Charisma can clarify, but it can also blur. It can help a group understand a difficult strategy, or it can help a leader sell a bad one. It can build trust, or it can make people suspend judgement. The history of charismatic authority is not only a history of inspiring leaders. It is also a history of dependency, overconfidence and followership that moves too quickly.
Antonakis and colleagues addressed some of the measurement problems in the field in a later 2016 article, Charisma: An Ill-Defined and Ill-Measured Gift, in the Annual Review of Organizational Psychology and Organizational Behavior. The title itself is a useful warning. If charisma is poorly defined, it becomes a flattering explanation for whatever outcome we already like.
For companies, the practical response is not to reject charisma. It is to separate communication skill from decision quality. A proposal should become clearer when communicated well, not immune from scrutiny.
Training presence without worshipping it
The workplace implication is modest but meaningful: teams can stop treating communication presence as a fixed trait.
This is especially important for people who have the substance but not the inherited style. Many capable operators, engineers, founders and analysts lose influence because they explain things in the order they discovered them, not in the order others need to hear them. They bury the contrast. They skip the story. They assume the evidence will carry itself.

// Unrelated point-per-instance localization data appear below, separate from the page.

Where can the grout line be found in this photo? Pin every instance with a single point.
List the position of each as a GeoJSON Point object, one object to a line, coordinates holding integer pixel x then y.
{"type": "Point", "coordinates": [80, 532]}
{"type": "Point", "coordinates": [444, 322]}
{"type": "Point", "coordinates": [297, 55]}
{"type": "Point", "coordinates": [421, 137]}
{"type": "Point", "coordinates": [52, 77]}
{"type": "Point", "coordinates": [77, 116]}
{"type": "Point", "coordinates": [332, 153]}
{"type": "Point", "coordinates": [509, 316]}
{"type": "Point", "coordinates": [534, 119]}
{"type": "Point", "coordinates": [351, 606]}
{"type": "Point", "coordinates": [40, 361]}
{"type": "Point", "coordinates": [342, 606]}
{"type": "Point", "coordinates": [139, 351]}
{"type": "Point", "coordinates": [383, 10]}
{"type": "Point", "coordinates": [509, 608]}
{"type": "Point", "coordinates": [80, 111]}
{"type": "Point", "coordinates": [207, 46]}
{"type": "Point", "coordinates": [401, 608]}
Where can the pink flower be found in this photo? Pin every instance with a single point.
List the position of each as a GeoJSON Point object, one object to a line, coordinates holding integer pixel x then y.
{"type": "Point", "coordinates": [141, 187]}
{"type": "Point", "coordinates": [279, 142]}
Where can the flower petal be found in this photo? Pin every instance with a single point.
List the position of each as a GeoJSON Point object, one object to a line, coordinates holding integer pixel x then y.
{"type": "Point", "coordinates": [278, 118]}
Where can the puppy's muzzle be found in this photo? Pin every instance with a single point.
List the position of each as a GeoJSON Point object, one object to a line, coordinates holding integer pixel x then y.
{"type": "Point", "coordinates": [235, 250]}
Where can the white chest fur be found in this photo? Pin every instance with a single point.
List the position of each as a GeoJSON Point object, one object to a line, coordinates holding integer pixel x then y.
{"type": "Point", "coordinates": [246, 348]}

Training charisma, in this sense, is not about becoming louder. It is about becoming more legible. It is learning how to give an idea structure, emotional weight and a memorable form.
A good metaphor can reduce cognitive load. A concrete story can make an abstract risk visible. A contrast can show why a choice matters. A three-part list can give listeners a map. A visible expression of confidence can help people understand that the speaker is not merely reporting a preference, but taking responsibility for a direction.
None of this makes truth optional. In fact, the more persuasive the speaker, the greater the obligation to stay honest. Charisma is not a substitute for evidence. It is a delivery system, and delivery systems can carry useful medicine or empty promises.
The quieter lesson
The Antonakis study is often summarised as evidence that charisma can be taught. That is true, as far as it goes. But the quieter lesson may be better for work: presence is not one thing.
It is a bundle of behaviours. Some are verbal. Some are physical. Some are structural. Some are ethical. A person can improve parts of that bundle without pretending to become someone else.
That is a humane finding. It gives less power to the myth of the born magnetic leader and more power to practice. Charisma may still feel effortless when we see it from the outside. The research suggests that some of that effortlessness can be built, one deliberate behaviour at a time.